When it comes to large apartment complexes, Gary O’Connell, owner of Quantum Residential, which manages 5,500 apartment units in Central Oregon, Portland, Vancouver and the Tri-Cities area of Washington, said the large, older apartment complexes in Central Oregon were hit harder than other areas.

“Central Oregon is definitely the toughest market we have property in,” O’Connell said. “It has definitely been the most difficult — no question.

“We were seeing a lot more roommates and families sharing apartments to save money. That increased demand for three-bedroom units, so those rents have held fairly steady,” O’Connell said.

However, vacancy rates soared for two-bedroom units as people who lost their jobs left town or moved in with family members, he said.

Rents at The Commons at Pilot Butte in northeast Bend, which is managed by Quantum Residential, went from around $790 for a two-bedroom, two-bath apartment a couple years ago when the vacancy rate was near zero, to $709 this summer. That is up from a low point of $665 last summer.

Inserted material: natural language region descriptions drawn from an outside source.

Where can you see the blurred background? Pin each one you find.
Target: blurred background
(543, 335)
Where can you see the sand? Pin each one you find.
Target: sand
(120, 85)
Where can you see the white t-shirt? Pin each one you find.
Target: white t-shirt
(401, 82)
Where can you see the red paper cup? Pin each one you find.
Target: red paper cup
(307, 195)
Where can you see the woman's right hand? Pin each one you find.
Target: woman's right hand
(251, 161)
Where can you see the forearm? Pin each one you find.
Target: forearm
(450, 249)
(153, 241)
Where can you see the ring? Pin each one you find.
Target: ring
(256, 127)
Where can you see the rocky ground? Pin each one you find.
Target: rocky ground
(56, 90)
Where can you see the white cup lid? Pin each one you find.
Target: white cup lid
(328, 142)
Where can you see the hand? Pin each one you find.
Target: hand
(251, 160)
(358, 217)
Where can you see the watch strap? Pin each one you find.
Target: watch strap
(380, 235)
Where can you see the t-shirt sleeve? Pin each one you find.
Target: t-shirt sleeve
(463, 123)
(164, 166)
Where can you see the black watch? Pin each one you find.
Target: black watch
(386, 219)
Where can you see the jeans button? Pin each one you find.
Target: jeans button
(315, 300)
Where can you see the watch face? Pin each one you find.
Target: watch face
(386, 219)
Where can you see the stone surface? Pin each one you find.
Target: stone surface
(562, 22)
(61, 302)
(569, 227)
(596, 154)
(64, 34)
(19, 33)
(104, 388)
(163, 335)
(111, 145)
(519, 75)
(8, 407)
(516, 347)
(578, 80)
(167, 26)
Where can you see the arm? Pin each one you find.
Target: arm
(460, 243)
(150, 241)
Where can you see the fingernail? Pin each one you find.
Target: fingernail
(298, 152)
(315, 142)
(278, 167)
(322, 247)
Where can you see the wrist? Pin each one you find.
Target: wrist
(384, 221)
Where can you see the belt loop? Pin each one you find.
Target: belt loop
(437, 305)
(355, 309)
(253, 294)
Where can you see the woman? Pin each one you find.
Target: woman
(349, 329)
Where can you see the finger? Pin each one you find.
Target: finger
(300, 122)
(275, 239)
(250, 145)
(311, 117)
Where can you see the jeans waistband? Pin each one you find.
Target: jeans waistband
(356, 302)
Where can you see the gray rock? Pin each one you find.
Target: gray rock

Over two years, O’Connell said vacancy rates topped 10 percent at the older complexes, and rents were dropped 10 to 15 percent as owners of apartment complexes competed for renters.

Contrary to the averages, O’Connell said some of the newer, upscale apartment complexes managed by Quantum Residential, like the Village at Southern Crossing in west Bend, sailed through the recession with little effect.

“It is a newer place in a nice part of town. It is the highest rent in town right now, but it’s upscale, similar to a condo,” O’Connell said.

He said the occupancy rate at the Village at Southern Crossing was around 98 percent throughout the recession.

O’Connell said upscale apartment complexes — with rents of $799 to $950 for a nicer two- or three-bedroom unit — are renting well because they represent a choice for people who still have good jobs and are willing to pay more for location and newer quality.

While the biggest competition for apartment renters coming out of the recession has been from an influx of single-family homes coming onto the rental market, O’Connell said the market appears to be leveling out.

“I would say right now we are seeing the rental market stabilize just a little bit,” he said.